Sep 8, 2022 - News

Seattle school buses are stretched thin amid start of academic year

School bus with nervous face
Illustration: Brendan Lynch/Axios

Teachers in Seattle Public Schools remain on strike, with the district canceling classes Thursday for the second day in a row.

  • But even once school resumes, it's unclear whether all students will be able to rely on their regular routes to get to class.

Driving the news: District officials warned last month that not all bus routes would be in service by Sept. 7, which originally was scheduled to be the first day of the academic year.

  • At the time, the district said families whose bus routes wouldn't be operating would get notified by the first day of school.
  • Over the past two days, however, the district hasn't responded to questions from Axios about the bus situation.
  • It's not clear whether notifications about route cuts have gone out or not, given the delay in the start of classes.

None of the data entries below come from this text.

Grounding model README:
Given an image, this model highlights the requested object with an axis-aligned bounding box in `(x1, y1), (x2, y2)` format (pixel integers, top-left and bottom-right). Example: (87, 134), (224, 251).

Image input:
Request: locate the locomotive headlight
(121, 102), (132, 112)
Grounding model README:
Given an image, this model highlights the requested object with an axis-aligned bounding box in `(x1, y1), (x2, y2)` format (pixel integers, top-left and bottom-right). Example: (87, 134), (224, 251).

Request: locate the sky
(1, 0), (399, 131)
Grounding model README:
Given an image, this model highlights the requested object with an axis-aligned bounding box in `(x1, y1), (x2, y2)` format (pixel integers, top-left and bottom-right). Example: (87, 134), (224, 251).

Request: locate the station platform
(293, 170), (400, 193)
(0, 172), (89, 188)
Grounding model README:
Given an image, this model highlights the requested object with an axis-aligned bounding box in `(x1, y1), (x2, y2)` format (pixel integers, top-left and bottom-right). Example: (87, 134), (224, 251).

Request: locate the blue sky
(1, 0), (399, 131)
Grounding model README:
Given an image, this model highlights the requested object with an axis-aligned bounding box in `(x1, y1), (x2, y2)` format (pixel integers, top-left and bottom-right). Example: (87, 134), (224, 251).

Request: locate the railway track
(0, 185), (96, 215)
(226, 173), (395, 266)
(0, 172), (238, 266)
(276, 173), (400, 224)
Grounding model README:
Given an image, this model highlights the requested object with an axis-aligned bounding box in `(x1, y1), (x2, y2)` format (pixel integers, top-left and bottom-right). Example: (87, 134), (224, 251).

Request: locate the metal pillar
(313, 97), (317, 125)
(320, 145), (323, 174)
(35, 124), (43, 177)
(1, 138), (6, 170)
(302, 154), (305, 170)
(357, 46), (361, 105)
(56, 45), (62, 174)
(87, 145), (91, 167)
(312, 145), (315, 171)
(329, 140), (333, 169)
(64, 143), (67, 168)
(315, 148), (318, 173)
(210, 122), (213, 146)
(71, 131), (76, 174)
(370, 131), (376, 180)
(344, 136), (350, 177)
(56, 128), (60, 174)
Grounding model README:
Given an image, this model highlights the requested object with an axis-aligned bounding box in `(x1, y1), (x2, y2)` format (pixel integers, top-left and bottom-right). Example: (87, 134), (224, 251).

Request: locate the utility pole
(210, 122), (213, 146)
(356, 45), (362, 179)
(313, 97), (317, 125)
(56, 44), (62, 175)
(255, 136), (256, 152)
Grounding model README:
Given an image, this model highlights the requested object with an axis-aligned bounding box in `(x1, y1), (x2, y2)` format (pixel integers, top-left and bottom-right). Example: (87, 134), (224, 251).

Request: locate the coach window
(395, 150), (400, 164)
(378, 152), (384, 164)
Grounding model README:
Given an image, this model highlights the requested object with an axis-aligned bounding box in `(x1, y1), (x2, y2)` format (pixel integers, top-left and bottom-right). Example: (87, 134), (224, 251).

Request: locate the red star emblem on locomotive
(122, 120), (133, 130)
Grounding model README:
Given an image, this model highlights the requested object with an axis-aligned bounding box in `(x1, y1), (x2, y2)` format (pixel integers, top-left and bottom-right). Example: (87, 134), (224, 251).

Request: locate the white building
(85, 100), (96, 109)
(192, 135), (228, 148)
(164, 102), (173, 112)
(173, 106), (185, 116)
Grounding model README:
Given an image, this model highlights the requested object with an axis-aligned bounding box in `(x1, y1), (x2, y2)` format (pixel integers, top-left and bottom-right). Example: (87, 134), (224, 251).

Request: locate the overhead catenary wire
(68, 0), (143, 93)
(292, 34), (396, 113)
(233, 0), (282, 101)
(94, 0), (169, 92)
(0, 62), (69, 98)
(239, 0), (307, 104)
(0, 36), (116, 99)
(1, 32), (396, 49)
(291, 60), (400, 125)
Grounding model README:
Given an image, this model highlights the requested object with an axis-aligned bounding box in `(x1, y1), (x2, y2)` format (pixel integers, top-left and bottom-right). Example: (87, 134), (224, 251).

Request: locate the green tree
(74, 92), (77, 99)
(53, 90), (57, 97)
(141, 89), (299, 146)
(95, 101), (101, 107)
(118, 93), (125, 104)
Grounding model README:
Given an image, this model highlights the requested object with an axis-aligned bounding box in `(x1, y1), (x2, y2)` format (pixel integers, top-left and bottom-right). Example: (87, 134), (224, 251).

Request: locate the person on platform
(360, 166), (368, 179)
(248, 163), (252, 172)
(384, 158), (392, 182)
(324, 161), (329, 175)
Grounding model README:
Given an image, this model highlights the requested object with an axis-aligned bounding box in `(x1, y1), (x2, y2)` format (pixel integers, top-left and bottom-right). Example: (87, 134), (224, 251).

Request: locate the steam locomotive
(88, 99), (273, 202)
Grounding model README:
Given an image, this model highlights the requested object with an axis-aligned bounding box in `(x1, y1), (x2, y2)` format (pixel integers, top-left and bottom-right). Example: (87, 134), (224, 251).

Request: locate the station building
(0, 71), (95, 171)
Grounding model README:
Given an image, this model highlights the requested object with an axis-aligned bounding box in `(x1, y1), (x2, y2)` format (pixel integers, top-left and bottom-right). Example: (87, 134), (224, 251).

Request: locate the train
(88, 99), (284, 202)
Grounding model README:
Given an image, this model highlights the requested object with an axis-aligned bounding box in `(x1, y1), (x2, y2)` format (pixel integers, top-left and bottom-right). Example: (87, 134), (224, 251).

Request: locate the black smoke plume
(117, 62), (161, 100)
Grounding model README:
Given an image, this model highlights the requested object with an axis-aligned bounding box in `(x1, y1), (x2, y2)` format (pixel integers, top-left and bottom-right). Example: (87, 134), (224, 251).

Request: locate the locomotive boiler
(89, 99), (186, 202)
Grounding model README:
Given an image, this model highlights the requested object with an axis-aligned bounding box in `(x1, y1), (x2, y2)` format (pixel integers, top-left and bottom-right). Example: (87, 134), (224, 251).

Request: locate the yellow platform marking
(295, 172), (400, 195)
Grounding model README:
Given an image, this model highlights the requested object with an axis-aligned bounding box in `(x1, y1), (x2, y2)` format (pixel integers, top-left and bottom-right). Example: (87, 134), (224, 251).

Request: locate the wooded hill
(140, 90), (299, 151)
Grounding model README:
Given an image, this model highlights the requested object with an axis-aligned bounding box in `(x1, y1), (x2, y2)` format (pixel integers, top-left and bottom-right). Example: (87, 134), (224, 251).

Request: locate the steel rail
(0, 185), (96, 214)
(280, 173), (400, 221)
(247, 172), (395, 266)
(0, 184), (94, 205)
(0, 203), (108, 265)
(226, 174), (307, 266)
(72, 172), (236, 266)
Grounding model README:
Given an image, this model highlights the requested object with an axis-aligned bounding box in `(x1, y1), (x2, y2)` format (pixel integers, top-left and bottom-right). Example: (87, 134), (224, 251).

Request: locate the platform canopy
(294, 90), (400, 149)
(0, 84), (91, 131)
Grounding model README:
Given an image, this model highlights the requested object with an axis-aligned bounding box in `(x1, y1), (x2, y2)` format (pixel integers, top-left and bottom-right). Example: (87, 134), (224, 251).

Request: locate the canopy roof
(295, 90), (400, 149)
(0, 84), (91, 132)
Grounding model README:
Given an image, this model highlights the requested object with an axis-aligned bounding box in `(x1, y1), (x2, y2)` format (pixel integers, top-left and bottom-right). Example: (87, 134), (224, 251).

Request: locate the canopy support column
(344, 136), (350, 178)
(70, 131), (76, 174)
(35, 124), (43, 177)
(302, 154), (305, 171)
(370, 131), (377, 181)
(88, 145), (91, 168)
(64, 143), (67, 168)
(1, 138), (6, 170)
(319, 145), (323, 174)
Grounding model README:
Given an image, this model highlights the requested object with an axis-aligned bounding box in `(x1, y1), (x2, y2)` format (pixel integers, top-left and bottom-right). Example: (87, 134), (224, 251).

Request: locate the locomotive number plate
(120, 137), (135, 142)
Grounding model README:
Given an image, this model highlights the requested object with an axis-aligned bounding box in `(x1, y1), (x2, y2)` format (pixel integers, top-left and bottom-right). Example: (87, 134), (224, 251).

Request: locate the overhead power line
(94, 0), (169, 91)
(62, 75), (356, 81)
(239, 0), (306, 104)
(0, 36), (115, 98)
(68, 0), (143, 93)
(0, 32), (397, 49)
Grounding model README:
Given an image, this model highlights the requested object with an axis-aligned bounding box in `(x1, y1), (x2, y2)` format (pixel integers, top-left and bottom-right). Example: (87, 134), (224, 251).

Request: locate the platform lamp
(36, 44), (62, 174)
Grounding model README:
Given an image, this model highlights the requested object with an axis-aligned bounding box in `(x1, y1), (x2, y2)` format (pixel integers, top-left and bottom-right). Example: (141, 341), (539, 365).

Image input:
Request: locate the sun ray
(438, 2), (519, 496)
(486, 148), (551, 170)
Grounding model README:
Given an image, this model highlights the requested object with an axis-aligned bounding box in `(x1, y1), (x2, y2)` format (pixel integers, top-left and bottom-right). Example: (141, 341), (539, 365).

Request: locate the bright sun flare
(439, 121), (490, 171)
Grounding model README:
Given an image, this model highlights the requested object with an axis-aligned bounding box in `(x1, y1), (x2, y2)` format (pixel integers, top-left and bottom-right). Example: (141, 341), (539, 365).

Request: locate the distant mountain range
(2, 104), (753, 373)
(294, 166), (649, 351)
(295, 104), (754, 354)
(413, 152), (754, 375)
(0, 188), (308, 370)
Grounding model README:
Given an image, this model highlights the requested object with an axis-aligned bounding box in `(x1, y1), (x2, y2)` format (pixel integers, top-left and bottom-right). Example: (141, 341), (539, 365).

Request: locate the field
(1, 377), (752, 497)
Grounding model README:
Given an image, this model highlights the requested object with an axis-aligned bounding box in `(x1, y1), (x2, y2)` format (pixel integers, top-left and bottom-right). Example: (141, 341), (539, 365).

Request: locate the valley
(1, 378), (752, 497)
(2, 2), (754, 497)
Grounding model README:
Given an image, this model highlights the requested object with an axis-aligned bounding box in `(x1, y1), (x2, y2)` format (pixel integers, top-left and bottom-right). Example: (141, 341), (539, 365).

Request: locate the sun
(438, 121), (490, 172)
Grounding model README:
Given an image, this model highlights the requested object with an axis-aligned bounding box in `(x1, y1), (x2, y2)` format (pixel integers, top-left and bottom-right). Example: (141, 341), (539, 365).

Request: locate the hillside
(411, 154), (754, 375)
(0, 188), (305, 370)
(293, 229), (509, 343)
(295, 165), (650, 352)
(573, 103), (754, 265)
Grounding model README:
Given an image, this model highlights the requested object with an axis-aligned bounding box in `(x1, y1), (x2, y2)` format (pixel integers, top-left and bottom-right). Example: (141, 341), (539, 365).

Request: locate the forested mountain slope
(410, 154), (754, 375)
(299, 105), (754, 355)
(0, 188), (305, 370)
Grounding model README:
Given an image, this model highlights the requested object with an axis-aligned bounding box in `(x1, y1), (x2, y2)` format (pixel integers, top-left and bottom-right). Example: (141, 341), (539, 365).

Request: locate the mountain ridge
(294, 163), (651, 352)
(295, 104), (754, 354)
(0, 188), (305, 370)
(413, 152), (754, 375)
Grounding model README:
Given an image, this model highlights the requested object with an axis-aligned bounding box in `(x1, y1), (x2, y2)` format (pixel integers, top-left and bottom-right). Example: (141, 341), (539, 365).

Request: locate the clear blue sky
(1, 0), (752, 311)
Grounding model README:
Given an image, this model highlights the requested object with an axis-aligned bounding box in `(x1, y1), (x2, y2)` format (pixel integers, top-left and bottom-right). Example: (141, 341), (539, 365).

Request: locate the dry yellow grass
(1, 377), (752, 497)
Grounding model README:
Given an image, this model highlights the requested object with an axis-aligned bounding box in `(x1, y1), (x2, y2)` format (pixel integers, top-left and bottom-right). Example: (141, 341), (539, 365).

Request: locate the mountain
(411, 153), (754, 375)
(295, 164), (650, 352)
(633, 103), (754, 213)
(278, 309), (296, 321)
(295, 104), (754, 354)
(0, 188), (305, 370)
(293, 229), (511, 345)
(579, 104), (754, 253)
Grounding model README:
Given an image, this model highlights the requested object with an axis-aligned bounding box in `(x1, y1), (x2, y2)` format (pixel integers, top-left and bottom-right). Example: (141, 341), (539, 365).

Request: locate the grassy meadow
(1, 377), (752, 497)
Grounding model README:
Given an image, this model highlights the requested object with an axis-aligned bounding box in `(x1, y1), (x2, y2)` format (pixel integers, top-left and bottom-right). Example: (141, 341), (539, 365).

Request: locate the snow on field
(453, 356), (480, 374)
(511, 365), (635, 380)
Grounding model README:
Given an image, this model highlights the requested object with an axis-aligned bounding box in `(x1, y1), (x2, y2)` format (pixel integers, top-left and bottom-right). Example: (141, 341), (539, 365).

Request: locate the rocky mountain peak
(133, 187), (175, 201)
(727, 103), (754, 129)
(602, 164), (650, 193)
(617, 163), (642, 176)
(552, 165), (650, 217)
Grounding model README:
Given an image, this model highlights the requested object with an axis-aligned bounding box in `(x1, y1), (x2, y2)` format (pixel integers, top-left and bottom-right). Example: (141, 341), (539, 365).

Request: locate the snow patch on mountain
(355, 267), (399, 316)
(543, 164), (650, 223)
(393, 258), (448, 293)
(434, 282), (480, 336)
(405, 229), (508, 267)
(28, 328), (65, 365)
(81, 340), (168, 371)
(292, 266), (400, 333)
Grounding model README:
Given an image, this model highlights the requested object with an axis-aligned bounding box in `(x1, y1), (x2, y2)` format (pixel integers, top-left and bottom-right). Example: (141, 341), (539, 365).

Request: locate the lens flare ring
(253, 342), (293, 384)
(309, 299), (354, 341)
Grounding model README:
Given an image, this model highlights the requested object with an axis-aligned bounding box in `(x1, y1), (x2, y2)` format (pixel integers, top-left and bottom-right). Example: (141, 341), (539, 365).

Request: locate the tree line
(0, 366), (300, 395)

State of play: Nationwide, a shortage of school bus drivers is complicating students' commutes.

  • But Seattle's issues with its longtime school bus contractor, First Student, stretch back years.

Zoom in: Earlier this year, state regulators identified 396 safety violations by First Student, which the company admitted to as part of a settlement with the state Utilities and Transportation Commission.

  • Last fall, the company's inability to find enough drivers caused the school district to suspend more than 140 bus routes.
  • Before that, a Seattle Times investigation found nearly 5,000 instances between 2016 and 2019 when buses never showed up or were more than an hour late.

This year, after a delayed and less-than-smooth bidding process, Seattle Public Schools decided to hire two companies to operate buses, so that all routes wouldn't necessarily be left to First Student.

  • The new company, Zum, has promised to help modernize the school district's transportation system and make it more efficient.

Yes, but: Zum is still ramping up its service, the district says, and isn’t able to take on 50% of the district’s bus routes just yet.

  • That issue came up during contract negotiations over the summer and wasn't a surprise, the district told Axios.
  • Still, it's caused the district to assign more routes to First Student for now.
  • Even with that reassigning of routes, however, "some bus routes may not be in service for the start of the school year," a district spokesperson wrote in an email to Axios last Friday.

What they're saying: Zum says it will be fully staffed and able to handle half of the district’s bus routes by January.

What we're watching: Whether Zum will be able to meet that deadline — and whether First Student will be able to handle all the routes it says it can in the meantime.

Of note: For now, the school district is encouraging parents to take advantage of a new state program that lets riders 18 and younger board public buses and other transit for free.